2025-11-16T06:07:12.262321

Spatio-Temporal Multi-Subgraph GCN for 3D Human Motion Prediction

Wang, Guo, Su
Human motion prediction (HMP) involves forecasting future human motion based on historical data. Graph Convolutional Networks (GCNs) have garnered widespread attention in this field for their proficiency in capturing relationships among joints in human motion. However, existing GCN-based methods tend to focus on either temporal-domain or spatial-domain features, or they combine spatio-temporal features without fully leveraging the complementarity and cross-dependency of these two features. In this paper, we propose the Spatial-Temporal Multi-Subgraph Graph Convolutional Network (STMS-GCN) to capture complex spatio-temporal dependencies in human motion. Specifically, we decouple the modeling of temporal and spatial dependencies, enabling cross-domain knowledge transfer at multiple scales through a spatio-temporal information consistency constraint mechanism. Besides, we utilize multiple subgraphs to extract richer motion information and enhance the learning associations of diverse subgraphs through a homogeneous information constraint mechanism. Extensive experiments on the standard HMP benchmarks demonstrate the superiority of our method.
academic

Spatio-Temporal Multi-Subgraph GCN for 3D Human Motion Prediction

Basic Information

  • Paper ID: 2501.00317
  • Title: Spatio-Temporal Multi-Subgraph GCN for 3D Human Motion Prediction
  • Authors: Jiexin Wang, Yiju Guo, Bing Su (School of Artificial Intelligence, Renmin University of China)
  • Categories: cs.CV (Computer Vision), cs.LG (Machine Learning)
  • Publication Date: December 31, 2024 (arXiv preprint)
  • Paper Link: https://arxiv.org/abs/2501.00317

Abstract

Human motion prediction (HMP) involves predicting future human motion based on historical data. Graph Convolutional Networks (GCNs) have gained widespread attention in this field due to their ability to capture inter-joint relationships in human motion. However, existing GCN-based methods often focus solely on temporal or spatial features, or fail to fully exploit the complementarity and cross-dependencies between these two modalities when combining spatio-temporal features. This paper proposes Spatio-Temporal Multi-Subgraph Graph Convolutional Network (STMS-GCN) to capture complex spatio-temporal dependencies in human motion. Specifically, we decouple the modeling of temporal and spatial dependencies and achieve multi-scale cross-domain knowledge transfer through a spatio-temporal information consistency constraint mechanism.
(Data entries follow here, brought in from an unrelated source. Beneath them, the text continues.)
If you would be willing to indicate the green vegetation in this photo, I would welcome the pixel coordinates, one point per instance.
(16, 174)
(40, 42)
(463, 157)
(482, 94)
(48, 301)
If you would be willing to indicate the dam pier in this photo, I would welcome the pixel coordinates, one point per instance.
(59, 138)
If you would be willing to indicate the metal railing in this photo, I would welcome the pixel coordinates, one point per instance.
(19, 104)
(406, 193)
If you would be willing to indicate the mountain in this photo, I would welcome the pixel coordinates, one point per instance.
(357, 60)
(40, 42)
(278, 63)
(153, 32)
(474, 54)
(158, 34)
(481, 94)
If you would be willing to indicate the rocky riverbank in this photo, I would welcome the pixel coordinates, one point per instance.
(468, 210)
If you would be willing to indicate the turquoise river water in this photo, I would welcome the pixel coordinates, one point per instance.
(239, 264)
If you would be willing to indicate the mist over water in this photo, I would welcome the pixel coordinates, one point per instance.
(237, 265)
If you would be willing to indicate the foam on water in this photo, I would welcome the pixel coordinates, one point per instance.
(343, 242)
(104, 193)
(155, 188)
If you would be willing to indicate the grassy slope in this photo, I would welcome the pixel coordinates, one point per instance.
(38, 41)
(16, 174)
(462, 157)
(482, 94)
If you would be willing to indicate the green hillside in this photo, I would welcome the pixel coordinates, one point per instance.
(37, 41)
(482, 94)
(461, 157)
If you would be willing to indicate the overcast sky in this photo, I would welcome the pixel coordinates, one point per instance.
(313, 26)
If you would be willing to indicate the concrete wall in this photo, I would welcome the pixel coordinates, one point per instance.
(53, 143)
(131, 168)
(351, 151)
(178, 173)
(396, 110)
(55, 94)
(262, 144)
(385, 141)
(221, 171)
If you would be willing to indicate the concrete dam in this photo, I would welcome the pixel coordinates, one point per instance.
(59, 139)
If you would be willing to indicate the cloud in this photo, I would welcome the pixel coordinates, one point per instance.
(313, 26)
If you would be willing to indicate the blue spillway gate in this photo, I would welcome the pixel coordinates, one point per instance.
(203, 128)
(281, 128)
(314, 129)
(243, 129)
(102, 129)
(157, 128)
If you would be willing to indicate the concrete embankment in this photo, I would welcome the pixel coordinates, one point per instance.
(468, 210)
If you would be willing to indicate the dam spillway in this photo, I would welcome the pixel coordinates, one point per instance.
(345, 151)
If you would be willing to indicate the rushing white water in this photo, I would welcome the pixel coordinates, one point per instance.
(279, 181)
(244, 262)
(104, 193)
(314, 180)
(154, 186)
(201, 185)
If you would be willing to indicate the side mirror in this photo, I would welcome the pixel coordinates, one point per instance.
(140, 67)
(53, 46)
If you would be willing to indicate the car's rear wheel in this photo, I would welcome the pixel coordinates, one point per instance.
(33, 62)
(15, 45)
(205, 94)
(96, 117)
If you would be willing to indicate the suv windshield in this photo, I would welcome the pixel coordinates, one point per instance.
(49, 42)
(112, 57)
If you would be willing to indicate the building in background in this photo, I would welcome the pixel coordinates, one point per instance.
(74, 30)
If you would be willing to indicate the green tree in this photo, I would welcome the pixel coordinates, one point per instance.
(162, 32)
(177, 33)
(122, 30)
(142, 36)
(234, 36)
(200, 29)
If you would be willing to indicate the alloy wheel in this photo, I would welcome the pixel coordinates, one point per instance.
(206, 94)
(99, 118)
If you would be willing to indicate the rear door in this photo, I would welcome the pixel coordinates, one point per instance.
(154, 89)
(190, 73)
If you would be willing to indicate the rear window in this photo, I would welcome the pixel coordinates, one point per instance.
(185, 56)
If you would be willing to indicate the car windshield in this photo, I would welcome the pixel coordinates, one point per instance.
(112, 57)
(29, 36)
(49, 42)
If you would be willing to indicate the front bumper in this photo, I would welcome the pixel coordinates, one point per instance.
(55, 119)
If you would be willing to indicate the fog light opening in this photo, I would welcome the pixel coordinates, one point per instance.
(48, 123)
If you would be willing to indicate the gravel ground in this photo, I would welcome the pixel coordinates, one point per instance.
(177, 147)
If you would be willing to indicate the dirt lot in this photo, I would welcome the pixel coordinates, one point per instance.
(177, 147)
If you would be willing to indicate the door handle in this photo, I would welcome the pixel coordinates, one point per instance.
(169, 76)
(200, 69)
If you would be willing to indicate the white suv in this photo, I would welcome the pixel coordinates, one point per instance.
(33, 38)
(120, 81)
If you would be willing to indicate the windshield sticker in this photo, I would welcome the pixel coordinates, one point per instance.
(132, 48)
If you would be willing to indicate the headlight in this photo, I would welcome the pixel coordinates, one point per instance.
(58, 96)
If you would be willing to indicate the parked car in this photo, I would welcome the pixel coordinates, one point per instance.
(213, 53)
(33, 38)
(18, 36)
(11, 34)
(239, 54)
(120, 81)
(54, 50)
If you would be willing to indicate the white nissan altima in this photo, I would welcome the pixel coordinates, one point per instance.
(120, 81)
Furthermore, we leverage multiple subgraphs to extract richer motion information and enhance learning associations across different subgraphs through a homogeneity information constraint mechanism. Extensive experiments on standard HMP benchmarks demonstrate the superiority of our approach.

Research Background and Motivation

Problem Definition

3D skeleton-based human motion prediction aims to predict future motion sequences given a historical motion sequence. This research is crucial for understanding human motion behavior and has broad applications in robot collaboration, autonomous driving, action recognition, and other domains.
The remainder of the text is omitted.